Ekonominin bu kadar dışa bağımlı hale getirildiği, insan potansiyelinin yanı sıra yer altı ve yer üstü kaynaklarının değerlendiril(e)mediği, tarım sayesinde kendine yetebilen sınırlı ülkelerden biri iken süratle tarımı da bitirecek politikaların oluşturulduğu Türkiye'de siyasetinin de dış dinamiklerin etkisinde kalabileceği göz ardı edilmemelidir.
Dün Kemal Derviş'i kimler gönderdiyse, bugün Yeni Türkiye diye adlandırılan siyasi yapılanmanın kitlelere sunumu noktasında medyanın vitrin düzenlemesi görevinin kaynağını da aynı çevrelerde aramak gerektiğini öne sürüyoruz..
Gereğinden fazla önem atfetmek
Bu durumu gözden kaçırmak Türk medyasına gereğinden fazla önem atfetmek olur ki bu da gerçekliği olmayan bir vehimden öteye geçmez. Kaldı ki, mevcut sistemin isterlerinin oluşturulması ve idamesi noktasında Türkiye üzerinde birebir belirleyici olan Amerika Birleşik Devletleri ve Avrupa Birliği yine rejimin kendisinin var ettiği medyanın üstünde de doğrudan etkili olacağı göz ardı edilmemelidir.

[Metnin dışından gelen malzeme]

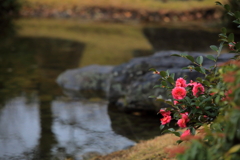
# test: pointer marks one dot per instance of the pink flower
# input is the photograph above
(191, 83)
(182, 123)
(166, 120)
(185, 134)
(175, 102)
(179, 92)
(164, 112)
(185, 116)
(198, 89)
(180, 82)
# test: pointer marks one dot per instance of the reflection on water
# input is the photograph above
(45, 127)
(19, 128)
(82, 128)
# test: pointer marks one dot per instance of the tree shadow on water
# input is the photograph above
(31, 65)
(181, 39)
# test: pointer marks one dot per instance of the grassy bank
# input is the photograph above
(174, 5)
(103, 43)
(154, 149)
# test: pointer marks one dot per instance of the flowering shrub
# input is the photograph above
(200, 102)
(212, 102)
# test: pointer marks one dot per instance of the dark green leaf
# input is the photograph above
(211, 58)
(184, 54)
(176, 134)
(177, 55)
(163, 73)
(199, 60)
(161, 127)
(237, 45)
(218, 3)
(224, 30)
(193, 131)
(231, 37)
(213, 47)
(171, 80)
(227, 7)
(157, 86)
(171, 129)
(231, 13)
(172, 75)
(179, 141)
(152, 69)
(190, 58)
(203, 70)
(151, 96)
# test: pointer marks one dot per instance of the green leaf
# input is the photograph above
(203, 70)
(190, 58)
(151, 96)
(218, 3)
(157, 86)
(227, 7)
(199, 79)
(211, 58)
(237, 45)
(172, 75)
(177, 55)
(231, 14)
(171, 129)
(199, 60)
(152, 69)
(213, 47)
(224, 30)
(163, 73)
(176, 134)
(192, 130)
(234, 149)
(184, 54)
(223, 35)
(161, 127)
(231, 37)
(220, 48)
(179, 141)
(237, 14)
(170, 80)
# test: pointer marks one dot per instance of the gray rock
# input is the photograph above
(86, 82)
(130, 84)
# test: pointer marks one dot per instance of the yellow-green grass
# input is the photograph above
(105, 43)
(154, 149)
(174, 5)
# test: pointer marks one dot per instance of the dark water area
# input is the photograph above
(38, 122)
(183, 39)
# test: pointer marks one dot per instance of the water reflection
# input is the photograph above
(77, 130)
(83, 128)
(19, 128)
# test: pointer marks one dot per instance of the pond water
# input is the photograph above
(38, 122)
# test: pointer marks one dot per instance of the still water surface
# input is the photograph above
(38, 122)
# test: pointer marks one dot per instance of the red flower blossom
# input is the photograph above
(175, 102)
(191, 83)
(179, 92)
(166, 120)
(182, 123)
(198, 89)
(185, 134)
(164, 112)
(180, 82)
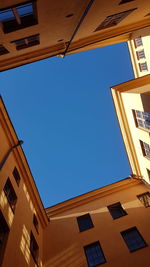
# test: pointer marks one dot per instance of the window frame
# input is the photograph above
(80, 221)
(27, 45)
(16, 175)
(138, 235)
(144, 150)
(146, 205)
(9, 193)
(140, 121)
(33, 243)
(97, 246)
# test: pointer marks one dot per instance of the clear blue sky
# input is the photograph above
(63, 110)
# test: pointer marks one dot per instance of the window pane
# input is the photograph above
(25, 9)
(133, 239)
(84, 222)
(6, 14)
(94, 254)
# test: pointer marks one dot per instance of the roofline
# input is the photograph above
(20, 149)
(139, 86)
(91, 196)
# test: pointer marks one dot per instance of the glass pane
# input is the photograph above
(6, 14)
(25, 9)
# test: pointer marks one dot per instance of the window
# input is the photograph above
(34, 248)
(16, 176)
(4, 231)
(138, 42)
(142, 119)
(35, 222)
(125, 1)
(3, 50)
(143, 66)
(113, 20)
(145, 149)
(10, 194)
(94, 254)
(116, 210)
(84, 222)
(18, 17)
(145, 199)
(140, 54)
(27, 42)
(133, 239)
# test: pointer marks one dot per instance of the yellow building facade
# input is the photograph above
(100, 227)
(132, 104)
(139, 44)
(34, 30)
(22, 215)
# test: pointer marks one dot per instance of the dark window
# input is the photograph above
(133, 239)
(16, 176)
(84, 222)
(4, 231)
(94, 254)
(138, 42)
(143, 66)
(125, 1)
(145, 199)
(34, 248)
(3, 50)
(116, 210)
(142, 119)
(145, 149)
(35, 222)
(10, 194)
(27, 42)
(18, 17)
(113, 20)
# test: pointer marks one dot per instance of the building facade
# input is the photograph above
(132, 104)
(34, 30)
(22, 215)
(100, 227)
(139, 44)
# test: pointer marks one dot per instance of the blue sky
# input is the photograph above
(63, 110)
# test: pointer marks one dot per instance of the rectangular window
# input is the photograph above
(35, 222)
(18, 17)
(145, 199)
(16, 176)
(3, 50)
(125, 1)
(145, 149)
(27, 42)
(133, 239)
(94, 254)
(10, 194)
(116, 210)
(138, 42)
(84, 222)
(4, 231)
(34, 248)
(140, 54)
(142, 119)
(143, 66)
(114, 19)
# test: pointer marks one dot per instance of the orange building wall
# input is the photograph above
(63, 243)
(20, 222)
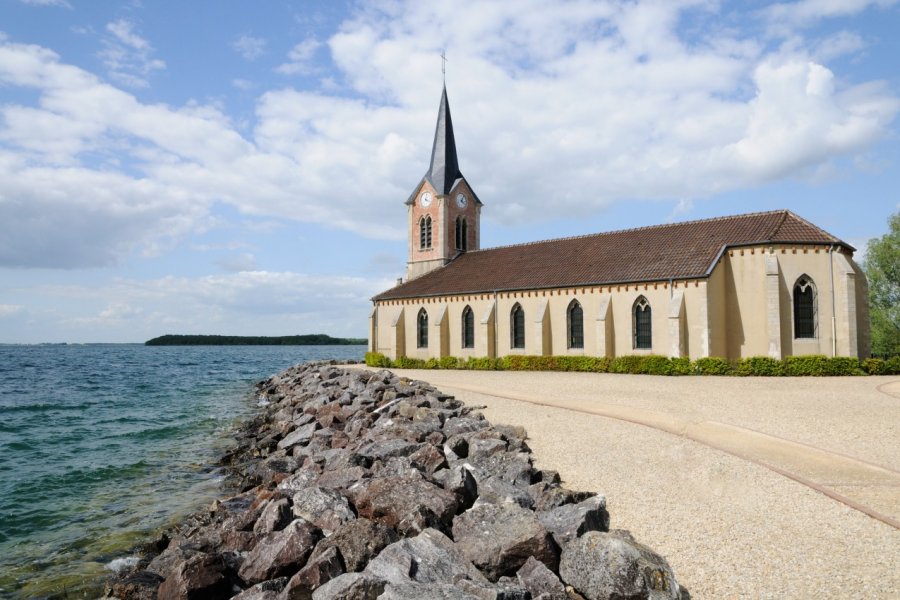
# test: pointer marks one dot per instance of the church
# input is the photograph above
(761, 284)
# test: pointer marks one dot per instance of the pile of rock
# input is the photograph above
(361, 484)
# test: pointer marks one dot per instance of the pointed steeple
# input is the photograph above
(444, 170)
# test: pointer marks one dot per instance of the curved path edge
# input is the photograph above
(816, 468)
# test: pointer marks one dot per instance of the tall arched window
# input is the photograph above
(575, 325)
(468, 327)
(804, 308)
(462, 234)
(643, 333)
(422, 329)
(425, 232)
(517, 326)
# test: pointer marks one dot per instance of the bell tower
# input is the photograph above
(444, 212)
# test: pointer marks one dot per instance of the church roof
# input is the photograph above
(443, 172)
(685, 250)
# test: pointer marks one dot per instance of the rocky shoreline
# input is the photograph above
(360, 484)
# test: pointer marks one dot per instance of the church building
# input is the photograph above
(760, 284)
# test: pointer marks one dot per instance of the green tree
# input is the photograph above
(882, 267)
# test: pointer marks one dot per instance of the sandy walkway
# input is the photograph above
(730, 527)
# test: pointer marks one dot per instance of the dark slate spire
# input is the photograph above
(444, 169)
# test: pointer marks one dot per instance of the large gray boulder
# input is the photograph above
(609, 566)
(324, 508)
(275, 516)
(430, 557)
(358, 542)
(498, 539)
(281, 553)
(541, 581)
(319, 570)
(409, 504)
(570, 521)
(431, 591)
(201, 576)
(350, 586)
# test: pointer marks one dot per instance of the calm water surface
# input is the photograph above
(101, 445)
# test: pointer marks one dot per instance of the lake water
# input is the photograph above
(102, 445)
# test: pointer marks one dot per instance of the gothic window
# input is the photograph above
(422, 329)
(517, 326)
(643, 334)
(575, 325)
(462, 234)
(804, 308)
(468, 328)
(425, 232)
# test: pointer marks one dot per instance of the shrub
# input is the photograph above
(759, 366)
(449, 362)
(626, 364)
(712, 365)
(656, 365)
(874, 366)
(405, 362)
(681, 366)
(482, 364)
(577, 363)
(377, 359)
(815, 365)
(844, 365)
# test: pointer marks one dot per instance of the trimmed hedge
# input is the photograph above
(815, 365)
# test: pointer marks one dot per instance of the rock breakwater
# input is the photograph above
(360, 485)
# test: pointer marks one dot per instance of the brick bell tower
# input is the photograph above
(444, 212)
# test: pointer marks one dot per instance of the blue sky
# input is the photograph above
(241, 167)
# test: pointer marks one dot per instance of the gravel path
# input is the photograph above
(730, 528)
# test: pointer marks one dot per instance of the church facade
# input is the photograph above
(760, 284)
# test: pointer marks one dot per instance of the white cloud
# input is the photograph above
(299, 58)
(559, 110)
(808, 11)
(127, 56)
(243, 303)
(8, 310)
(238, 263)
(249, 47)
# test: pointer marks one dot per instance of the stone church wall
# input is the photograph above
(744, 308)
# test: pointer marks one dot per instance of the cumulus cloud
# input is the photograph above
(243, 303)
(559, 109)
(7, 310)
(807, 11)
(299, 58)
(127, 56)
(249, 47)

Bu noktada Başbakanın ve Devlet Bahçeli'nin ısrarla dillendirdikleri, biri dışarıdan düğmeye bastı sözü de çok manidardır.
Geçmişte de U2 olayından dolayı neler yaşadığını bildiğimiz Ecevit'in bugün de aynı durumla karşı karşıya bırakıldıklarını ima eden onlarca açıklaması varken, medyaya yine yazarın tabiriyle sanal bir gerçeklik yüklemek olur.
O kadar güçlü olsa
Medya öne sürüldüğü kadar güçlü olsa hâkim medyanın Tayyip Erdoğan'ı yıpratma amaçlı haber ve yorumları işe yarar, kamuoyu yoklamalarında Adalet ve kalkınma Partisi'nde süratli bir düşüşün olması gerekirdi.
Aynı şekilde İsmail Cem Cumhurbaşkanlığı köşkünde ikamet ediyor olurdu, çünkü; Ecevit'le Demirel'in 5+5 formülüne meclisten onay çıkmayınca medya Cem lehine kamuoyu oluşturmaya çalışmış ancak başarılı olamamıştı. (İC/NM)
* Gürkan, Nilgün. "Gazetecilerin Kültürel Geleneği Farklı Mı?", Kültür ve İletişim, 3-5 Mayıs 2000 1. Ulusal İletişim Sempozyumu Bildirileri.
* İnal, Ayşe. "Medya, Dil ve İktidar Sorunu", İletişim, Yaz 99/3, 1999.
* Sönmez, Mustafa. "Türk Medya Sektöründe Yoğunlaşma ve Sonuçları", Birikim, Sayı:92, 1996.